Mad Max: Furia en la carretera (George Miller, 2015) supuso un regreso triunfal de la franquicia a lo más alto del género.

Sin embargo, la evolución de la presencia de los efectos digitales en las grandes pantallas de esta última década no ha tenido solo consecuencias positivas. Al final acababan por resultar cansinos los mismos espectáculos de batallas fastuosas de tercer acto de todas y cada una de estas películas de franquicias, muy dadas a un ejército enemigo sin rostro ni aparente consistencia física, rayos surgiendo del cielo y otras señales de falta de imaginación y voluntad de riesgo. La amplia disposición de efectos digitales más baratos y de mejor calidad lograron que microproducciones, casi solo asistidas por estas tecnologías, vieran la luz. Si nos fijamos por ejemplo en la trilogía de películas de Skyline (2010-2020), pequeñas películas surgidas de un estudio de artistas de efectos digitales que cuentan una historia de invasiones alienígenas con mucha mayor ambición de lo que habría sido posible antes, podemos ver que adolecen de la misma falta imaginativa y errores de principiante en otro ámbitos que, por mucha espectacularidad de sus efectos, no podemos dejar pasar.

Otro problema de la ubicuidad de esta tecnología son los usos pobres de la recreación de referentes del pasado. En cuanto a las consecuencias de las tecnologías de desenvejecimiento que hemos visto recientemente, incluso de la posibilidad recreación digital precisa de actores fallecidos, habría mucho que decir, pero no se puede dejar de sentir que es irremediablemente pronto como para entender hacia dónde nos conduce este desarrollo. Lo que sí se puede ver, en fiascos como Ready Player One (Steven Spielberg, 2018), desconcertante intento de Spielberg de revivir un espíritu ochentero desajustado con el presente, es que si la nostalgia y el eclecticismo descabezado es lo único que guía las novedosas potencialidades de los efectos especiales, habremos fracasado enormemente en realizar sus nuevas e imaginativas posibilidades, quedándonos con un producto insulso en el camino.

Algo así es en parte observable con la evolución de lo que fue Pacific Rim (Guillermo del Toro, 2013) en su malograda secuela, Pacific Rim: Insurrección (Steven S. DeKnight, 2018). Demostrando su enorme cariño por el cine de mechas y kaijūs y precisamente tratando de independizarse de la saturación de efectos vaporosos de la saga de Transformers de Michael Bay, Del Toro dirigió una película que, por numerosas elecciones claras de dirección, mostraba unos robots gigantes con el peso y la monumentalidad que debían, facilitando mucho más el realismo y una verdadera sensación de esta ante algo colosal y poderoso. La forma en la que su secuela, haciendo que sus mechas atravesasen edificios como el papel mientras la cámara da vueltas por el cielo como un pájaro (en la versión de Del Toro, de forma nada casual, casi todos los planos estaban tomados desde puntos de vista posibles para un observador humano), demuestra que los efectos digitales guardan enormes posibilidades solo si están apropiadamente dirigidos. Sobre dónde encajarán las nuevas películas de Godzilla producidas por Legendary y Warner Brothers, puede que aún sea pronto para decirlo, pues pese a unos resultados no del todo deseables en sus primeras películas, esta saga parece contar con el inusitado privilegio estos días, fuera de Marvel y Star Wars, de mantenerse con cierta salud en la taquilla, y por lo tanto aún augura mucho que ofrecernos.

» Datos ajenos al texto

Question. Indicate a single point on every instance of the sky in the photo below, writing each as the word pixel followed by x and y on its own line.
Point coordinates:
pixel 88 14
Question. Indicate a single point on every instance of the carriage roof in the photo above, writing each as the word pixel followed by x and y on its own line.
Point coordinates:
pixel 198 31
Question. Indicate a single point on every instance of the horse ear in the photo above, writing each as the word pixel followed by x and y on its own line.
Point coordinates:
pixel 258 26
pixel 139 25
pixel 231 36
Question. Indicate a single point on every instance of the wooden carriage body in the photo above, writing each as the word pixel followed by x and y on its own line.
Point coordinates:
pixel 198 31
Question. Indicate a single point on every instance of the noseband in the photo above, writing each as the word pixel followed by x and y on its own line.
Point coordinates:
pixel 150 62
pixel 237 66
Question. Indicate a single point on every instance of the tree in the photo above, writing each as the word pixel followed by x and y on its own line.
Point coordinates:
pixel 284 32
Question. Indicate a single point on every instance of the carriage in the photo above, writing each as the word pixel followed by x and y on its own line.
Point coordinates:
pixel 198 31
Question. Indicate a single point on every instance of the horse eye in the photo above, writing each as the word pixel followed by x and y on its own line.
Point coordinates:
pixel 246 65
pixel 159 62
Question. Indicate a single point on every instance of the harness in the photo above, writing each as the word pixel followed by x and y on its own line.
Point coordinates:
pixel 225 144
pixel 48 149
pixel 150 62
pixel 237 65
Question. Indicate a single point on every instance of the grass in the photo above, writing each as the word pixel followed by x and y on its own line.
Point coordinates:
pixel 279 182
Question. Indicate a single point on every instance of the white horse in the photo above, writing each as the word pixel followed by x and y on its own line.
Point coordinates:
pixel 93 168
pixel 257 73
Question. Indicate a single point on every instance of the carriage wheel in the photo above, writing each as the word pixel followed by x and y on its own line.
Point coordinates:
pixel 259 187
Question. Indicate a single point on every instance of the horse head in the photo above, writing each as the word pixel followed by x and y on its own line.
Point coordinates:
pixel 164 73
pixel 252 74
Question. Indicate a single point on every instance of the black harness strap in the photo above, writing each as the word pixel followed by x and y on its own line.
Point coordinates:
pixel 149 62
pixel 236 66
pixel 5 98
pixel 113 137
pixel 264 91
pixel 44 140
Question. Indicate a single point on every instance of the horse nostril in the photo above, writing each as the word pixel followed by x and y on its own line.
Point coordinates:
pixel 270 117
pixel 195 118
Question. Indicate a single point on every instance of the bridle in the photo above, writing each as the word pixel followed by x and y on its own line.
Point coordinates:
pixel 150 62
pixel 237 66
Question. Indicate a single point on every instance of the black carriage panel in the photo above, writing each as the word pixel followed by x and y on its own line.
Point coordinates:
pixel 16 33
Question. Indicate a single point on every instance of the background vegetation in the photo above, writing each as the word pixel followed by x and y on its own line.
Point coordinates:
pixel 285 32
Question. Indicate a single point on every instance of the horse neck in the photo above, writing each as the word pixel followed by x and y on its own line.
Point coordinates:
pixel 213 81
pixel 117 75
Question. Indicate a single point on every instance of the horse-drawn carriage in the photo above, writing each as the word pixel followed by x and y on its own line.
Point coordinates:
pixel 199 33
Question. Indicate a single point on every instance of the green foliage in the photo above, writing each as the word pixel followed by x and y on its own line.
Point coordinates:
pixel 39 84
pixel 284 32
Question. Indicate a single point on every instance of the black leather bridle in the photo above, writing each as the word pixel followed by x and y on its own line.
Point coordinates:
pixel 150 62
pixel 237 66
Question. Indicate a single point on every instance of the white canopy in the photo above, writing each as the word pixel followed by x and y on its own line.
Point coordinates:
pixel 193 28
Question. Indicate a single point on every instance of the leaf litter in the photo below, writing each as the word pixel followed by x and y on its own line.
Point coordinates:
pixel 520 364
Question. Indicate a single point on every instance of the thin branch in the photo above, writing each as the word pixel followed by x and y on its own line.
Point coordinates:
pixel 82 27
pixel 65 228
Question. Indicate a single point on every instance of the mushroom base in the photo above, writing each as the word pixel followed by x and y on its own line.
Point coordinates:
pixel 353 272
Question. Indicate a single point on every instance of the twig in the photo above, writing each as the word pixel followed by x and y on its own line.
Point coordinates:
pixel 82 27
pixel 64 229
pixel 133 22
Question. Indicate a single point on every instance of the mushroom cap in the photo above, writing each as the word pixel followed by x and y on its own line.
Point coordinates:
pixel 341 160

La tendencia más clara dentro de esta oleada de nuevas franquicias y resurrecciones de viejas sagas fue por el contrario la frenética moda por la distopía juvenil. Si bien lo distópico y también lo juvenil han sido figuras fundamentales de la ciencia ficción desde sus inicios, la combinación de estas en nuevas visiones de un futuro gris donde la juventud es a la vez el eslabón más débil y el que contiene el principio necesario para alumbrar un nuevo mundo se convirtió en un esquema de éxito asegurado. El claro ejemplo es el enorme éxito de las adaptaciones de la saga de libros iniciados con Los juegos del hambre, que nos regalaron a una majestuosa Jennifer Lawrence como la icónica Katniss Everdeen en cuatro películas, una al año, de 2012 a 2015. El único éxito equiparable fue el de El corredor del laberinto (Wes Ball, 2014), que se ganó dos secuelas en 2015 y en 2018.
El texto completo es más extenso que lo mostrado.